Next let's take a look at the durations of trips. Pronto rides are designed to be up to 30 minutes; any single use that is longer than this incurs a usage fee of a couple dollars for the first half hour, and about ten dollars per hour thereafter.

Let's look at the distribution of trip durations for Annual members and short-term pass holders:

In [10]:
trips['minutes'] = trips.tripduration / 60
trips.groupby('usertype')['minutes'].hist(bins=np.arange(61), alpha=0.5, normed=True);
plt.xlabel('Duration (minutes)')
plt.ylabel('relative frequency')
plt.title('Trip Durations')
plt.text(34, 0.09, "Free Trips\n\nAdditional Fee", ha='right',
         size=18, rotation=90, alpha=0.5, color='red')
plt.legend(['Annual Members', 'Short-term Pass'])

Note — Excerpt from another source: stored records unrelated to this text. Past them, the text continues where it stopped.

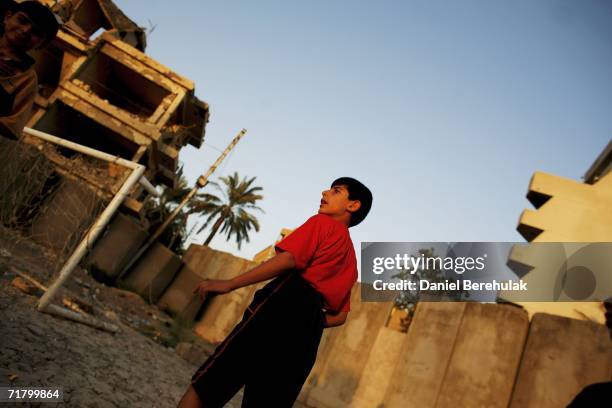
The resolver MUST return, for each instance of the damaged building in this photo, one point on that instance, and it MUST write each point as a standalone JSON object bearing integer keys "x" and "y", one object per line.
{"x": 98, "y": 88}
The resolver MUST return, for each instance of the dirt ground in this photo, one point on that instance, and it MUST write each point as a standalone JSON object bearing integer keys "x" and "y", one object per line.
{"x": 148, "y": 363}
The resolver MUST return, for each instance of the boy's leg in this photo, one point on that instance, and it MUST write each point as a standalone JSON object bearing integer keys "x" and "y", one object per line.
{"x": 190, "y": 399}
{"x": 225, "y": 371}
{"x": 294, "y": 327}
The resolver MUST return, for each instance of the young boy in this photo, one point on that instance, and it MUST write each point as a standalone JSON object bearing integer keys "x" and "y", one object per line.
{"x": 25, "y": 26}
{"x": 272, "y": 350}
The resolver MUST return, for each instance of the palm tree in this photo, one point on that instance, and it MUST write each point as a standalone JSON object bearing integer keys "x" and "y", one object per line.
{"x": 156, "y": 211}
{"x": 230, "y": 213}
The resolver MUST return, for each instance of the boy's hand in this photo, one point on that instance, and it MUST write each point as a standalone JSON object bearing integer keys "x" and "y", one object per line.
{"x": 213, "y": 285}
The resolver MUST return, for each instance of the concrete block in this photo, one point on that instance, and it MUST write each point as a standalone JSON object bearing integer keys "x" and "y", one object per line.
{"x": 561, "y": 357}
{"x": 339, "y": 369}
{"x": 65, "y": 216}
{"x": 153, "y": 273}
{"x": 486, "y": 357}
{"x": 178, "y": 298}
{"x": 379, "y": 368}
{"x": 123, "y": 237}
{"x": 424, "y": 357}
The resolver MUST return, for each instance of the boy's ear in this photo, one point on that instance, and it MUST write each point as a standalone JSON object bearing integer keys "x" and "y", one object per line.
{"x": 354, "y": 206}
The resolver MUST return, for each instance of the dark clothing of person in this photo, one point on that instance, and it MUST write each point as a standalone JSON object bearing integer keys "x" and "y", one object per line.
{"x": 271, "y": 351}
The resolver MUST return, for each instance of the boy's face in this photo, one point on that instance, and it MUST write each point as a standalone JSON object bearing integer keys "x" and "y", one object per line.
{"x": 21, "y": 32}
{"x": 335, "y": 202}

plt.axvline(30, linestyle='--', color='red', alpha=0.3);

Here I have added a red dashed line separating the free rides (left) from the rides which incur a usage fee (right). It seems that annual users are much more savvy to the system rules: only a small tail of the trip distribution lies beyond 30 minutes. Around one in four Day Pass Rides, on the other hand, are longer than the half hour limit and incur additional fees. My hunch is that these day pass users aren't fully aware of this pricing structure ("I paid for the day, right?") and likely walk away unhappy with the experience.

Estimating Trip Distances

It's also interesting to look at the distance of the trips. Distances between stations are not included in Pronto's data release, so we need to find them via another source. Let's start by loading the station data – and because some of the trips start and end at Pronto's shop, we'll add this as another "station":

In [11]:
stations = pd.read_csv('2015_station_data.csv')
pronto_shop = dict(id=54, name="Pronto shop",
                   terminal="Pronto shop",
                   lat=47.6173156, long=-122.3414776,
                   dockcount=100, online='10/13/2014')
stations = stations.append(pronto_shop, ignore_index=True)

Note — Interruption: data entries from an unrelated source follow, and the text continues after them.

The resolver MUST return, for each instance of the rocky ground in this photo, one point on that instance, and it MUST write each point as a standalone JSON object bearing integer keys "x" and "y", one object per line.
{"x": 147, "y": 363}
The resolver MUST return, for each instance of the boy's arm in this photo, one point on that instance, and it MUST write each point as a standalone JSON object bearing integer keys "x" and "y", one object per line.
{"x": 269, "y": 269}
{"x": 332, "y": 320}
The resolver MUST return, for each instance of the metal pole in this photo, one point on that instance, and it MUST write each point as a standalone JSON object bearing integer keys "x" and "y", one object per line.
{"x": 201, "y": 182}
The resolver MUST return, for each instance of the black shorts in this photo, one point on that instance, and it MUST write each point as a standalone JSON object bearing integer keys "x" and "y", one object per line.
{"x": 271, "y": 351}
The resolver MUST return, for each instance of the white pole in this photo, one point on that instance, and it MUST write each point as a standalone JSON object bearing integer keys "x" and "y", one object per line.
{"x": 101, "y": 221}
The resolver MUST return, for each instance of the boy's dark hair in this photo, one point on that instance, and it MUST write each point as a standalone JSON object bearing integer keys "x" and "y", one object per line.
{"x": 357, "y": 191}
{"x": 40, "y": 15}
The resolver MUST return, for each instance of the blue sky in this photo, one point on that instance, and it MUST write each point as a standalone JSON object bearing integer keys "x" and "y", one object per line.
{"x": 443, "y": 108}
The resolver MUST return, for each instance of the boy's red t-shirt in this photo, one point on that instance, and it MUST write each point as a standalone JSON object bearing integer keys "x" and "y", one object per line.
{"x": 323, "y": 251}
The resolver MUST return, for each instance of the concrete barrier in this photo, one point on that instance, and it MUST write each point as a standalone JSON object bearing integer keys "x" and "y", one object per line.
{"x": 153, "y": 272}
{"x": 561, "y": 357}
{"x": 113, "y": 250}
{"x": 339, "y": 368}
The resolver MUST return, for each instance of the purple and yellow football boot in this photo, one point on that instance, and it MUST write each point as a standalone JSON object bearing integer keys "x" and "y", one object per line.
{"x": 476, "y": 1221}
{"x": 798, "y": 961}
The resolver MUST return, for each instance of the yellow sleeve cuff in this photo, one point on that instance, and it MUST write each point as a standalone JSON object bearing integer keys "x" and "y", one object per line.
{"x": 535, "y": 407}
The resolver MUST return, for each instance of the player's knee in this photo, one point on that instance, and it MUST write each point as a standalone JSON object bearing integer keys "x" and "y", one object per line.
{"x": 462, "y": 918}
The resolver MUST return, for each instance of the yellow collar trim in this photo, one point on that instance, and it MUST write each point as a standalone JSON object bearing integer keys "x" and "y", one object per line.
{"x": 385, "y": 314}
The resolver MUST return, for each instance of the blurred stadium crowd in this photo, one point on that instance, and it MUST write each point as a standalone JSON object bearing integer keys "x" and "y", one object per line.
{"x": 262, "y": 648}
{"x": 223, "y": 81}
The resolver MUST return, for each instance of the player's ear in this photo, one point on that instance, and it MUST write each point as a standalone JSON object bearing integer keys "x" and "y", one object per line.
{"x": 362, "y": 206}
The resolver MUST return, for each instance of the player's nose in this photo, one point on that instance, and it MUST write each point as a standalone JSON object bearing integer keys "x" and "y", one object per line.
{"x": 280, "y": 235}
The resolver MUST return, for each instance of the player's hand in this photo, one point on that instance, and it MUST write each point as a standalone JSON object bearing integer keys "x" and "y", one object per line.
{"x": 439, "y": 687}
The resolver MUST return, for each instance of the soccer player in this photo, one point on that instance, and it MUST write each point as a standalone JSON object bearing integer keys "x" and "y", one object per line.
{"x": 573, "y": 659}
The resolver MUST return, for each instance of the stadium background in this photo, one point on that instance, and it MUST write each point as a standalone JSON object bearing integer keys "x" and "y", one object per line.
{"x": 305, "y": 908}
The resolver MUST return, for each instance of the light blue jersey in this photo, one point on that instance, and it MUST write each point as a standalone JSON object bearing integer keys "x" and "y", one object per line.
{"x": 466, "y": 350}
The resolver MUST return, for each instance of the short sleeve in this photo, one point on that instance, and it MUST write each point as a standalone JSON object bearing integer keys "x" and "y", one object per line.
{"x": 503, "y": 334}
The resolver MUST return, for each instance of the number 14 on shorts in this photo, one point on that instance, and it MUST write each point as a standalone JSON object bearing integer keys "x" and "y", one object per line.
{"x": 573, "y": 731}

Now we need to find bicycling distances between pairs of lat/lon coordinates. Fortunately, Google Maps has a distances API that we can use for free.

Reading the fine print, free use is limited to 2500 distances per day, and 100 distances per 10 seconds. With 55 stations we have $55 \times 54 / 2 = 1485$ unique nonzero distances, so we can just query all of them within a few minutes on a single day for free (if we do it carefully).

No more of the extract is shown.